Evidentemente, la situación en España no es la misma, el capitalismo limita considerablemente ese totalitarismo light sociata; pero, para volver a la actualidad, si se leen las declaraciones de César Antonio Molina (después de tantos otros ministros) ante la Comisión de Cultura del Congreso, es para sacar su pistola (simbólica) y salir a la calle. "Yo, César, ministro, decido de todo". Lo peor es que probablemente se lo cree. Se cree césar César, ministro, dictador de las Artes y las Letras.
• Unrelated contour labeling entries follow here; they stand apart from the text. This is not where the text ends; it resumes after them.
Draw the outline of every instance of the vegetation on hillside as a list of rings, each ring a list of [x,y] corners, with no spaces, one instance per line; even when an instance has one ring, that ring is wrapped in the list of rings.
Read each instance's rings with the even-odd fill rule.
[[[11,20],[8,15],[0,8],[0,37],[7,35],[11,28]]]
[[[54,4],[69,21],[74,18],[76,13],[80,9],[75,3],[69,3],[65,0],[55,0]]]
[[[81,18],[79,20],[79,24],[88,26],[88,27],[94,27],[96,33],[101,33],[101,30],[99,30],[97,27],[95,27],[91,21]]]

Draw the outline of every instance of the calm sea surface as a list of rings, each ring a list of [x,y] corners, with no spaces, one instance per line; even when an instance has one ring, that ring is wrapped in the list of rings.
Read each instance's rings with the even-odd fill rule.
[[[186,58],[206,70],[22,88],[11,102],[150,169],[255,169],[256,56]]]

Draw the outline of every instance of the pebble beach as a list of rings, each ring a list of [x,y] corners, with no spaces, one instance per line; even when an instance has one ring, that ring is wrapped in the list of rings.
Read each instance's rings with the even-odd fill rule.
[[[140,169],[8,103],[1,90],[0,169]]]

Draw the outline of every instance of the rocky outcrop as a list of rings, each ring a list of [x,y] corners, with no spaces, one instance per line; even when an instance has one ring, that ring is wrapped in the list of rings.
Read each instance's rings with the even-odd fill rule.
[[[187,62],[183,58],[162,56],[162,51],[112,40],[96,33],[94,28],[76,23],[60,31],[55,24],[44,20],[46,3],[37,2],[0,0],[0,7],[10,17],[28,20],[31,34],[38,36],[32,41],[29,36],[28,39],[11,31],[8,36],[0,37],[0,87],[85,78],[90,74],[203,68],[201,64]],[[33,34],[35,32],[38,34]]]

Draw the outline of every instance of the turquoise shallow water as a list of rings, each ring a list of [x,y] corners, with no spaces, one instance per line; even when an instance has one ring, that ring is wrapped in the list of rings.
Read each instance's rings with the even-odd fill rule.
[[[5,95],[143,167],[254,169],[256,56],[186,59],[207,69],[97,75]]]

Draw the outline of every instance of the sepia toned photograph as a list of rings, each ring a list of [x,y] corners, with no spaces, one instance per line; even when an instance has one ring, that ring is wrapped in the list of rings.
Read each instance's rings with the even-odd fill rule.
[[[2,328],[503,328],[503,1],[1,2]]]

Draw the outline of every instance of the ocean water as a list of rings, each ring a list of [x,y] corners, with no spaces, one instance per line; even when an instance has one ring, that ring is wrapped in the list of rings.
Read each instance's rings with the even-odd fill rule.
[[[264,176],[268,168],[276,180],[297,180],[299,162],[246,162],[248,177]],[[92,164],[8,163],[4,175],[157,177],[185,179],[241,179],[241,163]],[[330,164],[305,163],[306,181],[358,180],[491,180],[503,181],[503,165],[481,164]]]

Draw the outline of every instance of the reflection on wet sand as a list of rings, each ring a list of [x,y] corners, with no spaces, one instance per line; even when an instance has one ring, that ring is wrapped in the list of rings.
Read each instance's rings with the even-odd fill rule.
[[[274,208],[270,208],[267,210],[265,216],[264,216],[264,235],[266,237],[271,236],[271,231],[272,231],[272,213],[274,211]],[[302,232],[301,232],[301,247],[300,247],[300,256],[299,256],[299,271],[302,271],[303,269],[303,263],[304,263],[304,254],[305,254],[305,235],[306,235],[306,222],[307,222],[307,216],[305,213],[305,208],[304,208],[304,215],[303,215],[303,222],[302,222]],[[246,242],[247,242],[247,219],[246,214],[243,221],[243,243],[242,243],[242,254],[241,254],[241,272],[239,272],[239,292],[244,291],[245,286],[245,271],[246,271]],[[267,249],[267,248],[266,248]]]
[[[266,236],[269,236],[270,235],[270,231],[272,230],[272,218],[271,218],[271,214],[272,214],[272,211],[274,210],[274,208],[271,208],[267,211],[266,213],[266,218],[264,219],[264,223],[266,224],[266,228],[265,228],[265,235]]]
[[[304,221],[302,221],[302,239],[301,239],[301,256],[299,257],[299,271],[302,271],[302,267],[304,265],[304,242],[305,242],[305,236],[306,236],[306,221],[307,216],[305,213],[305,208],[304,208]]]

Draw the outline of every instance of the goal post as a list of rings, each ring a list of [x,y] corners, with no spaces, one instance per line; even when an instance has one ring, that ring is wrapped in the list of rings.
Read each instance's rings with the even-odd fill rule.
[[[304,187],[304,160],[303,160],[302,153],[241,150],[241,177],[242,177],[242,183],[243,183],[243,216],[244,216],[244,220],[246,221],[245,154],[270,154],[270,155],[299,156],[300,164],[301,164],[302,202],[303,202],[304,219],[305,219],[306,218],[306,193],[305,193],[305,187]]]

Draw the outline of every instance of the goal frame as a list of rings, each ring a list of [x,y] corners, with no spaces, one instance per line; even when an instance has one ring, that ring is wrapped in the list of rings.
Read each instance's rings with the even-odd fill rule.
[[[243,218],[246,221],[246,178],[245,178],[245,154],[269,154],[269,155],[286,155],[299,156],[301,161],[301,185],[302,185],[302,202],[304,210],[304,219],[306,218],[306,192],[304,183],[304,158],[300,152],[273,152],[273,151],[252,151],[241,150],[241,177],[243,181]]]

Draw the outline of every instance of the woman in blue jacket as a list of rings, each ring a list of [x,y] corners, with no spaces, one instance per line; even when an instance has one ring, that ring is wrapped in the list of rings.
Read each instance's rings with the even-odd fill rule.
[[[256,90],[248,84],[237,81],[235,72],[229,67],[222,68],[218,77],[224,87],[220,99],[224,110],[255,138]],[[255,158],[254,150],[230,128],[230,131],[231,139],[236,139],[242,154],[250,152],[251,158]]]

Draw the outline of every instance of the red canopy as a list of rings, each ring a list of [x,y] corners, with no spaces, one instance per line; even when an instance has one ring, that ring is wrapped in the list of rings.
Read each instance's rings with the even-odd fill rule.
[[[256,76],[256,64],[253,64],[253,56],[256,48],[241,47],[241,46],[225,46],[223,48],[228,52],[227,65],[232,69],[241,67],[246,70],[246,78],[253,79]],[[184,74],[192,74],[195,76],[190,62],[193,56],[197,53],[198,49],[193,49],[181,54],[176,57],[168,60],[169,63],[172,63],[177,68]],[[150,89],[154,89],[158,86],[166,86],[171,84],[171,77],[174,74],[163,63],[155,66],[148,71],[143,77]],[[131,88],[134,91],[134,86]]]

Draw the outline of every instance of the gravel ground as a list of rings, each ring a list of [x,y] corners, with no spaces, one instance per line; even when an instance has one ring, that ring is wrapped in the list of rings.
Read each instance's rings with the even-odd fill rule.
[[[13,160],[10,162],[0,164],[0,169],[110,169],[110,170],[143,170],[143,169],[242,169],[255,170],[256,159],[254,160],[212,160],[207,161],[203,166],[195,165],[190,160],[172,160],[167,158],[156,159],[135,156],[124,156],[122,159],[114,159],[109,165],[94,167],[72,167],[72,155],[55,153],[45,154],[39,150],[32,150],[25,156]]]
No se da cuenta de que sólo es un funcionario, y de que lo único que puede hacer es dimitir, como Rosa Regàs, aunque sea por motivos diferentes.
 
Recientemente, y a modo de conclusión, Luis María Anson –citado por Regàs como "cazador de brujas"– se refería en El Cultural (otro catálogo) a las memorias de Jean-François Revel y aplaudía sus críticas a la exagerada politización del Ministro de Cultura francés en tiempos de Jack Lang. Lo siento, pero Revel fue infinitamente más crítico, porque no sólo se indignaba ante esa "politización" de baja estofa, también ante el fraude reaccionario de la "excepción cultural francesa", y hasta ante la existencia de un Ministerio de Cultura. Como también Marc Fumaroli y algunos más; aunque, desde luego, seamos aún una minoría.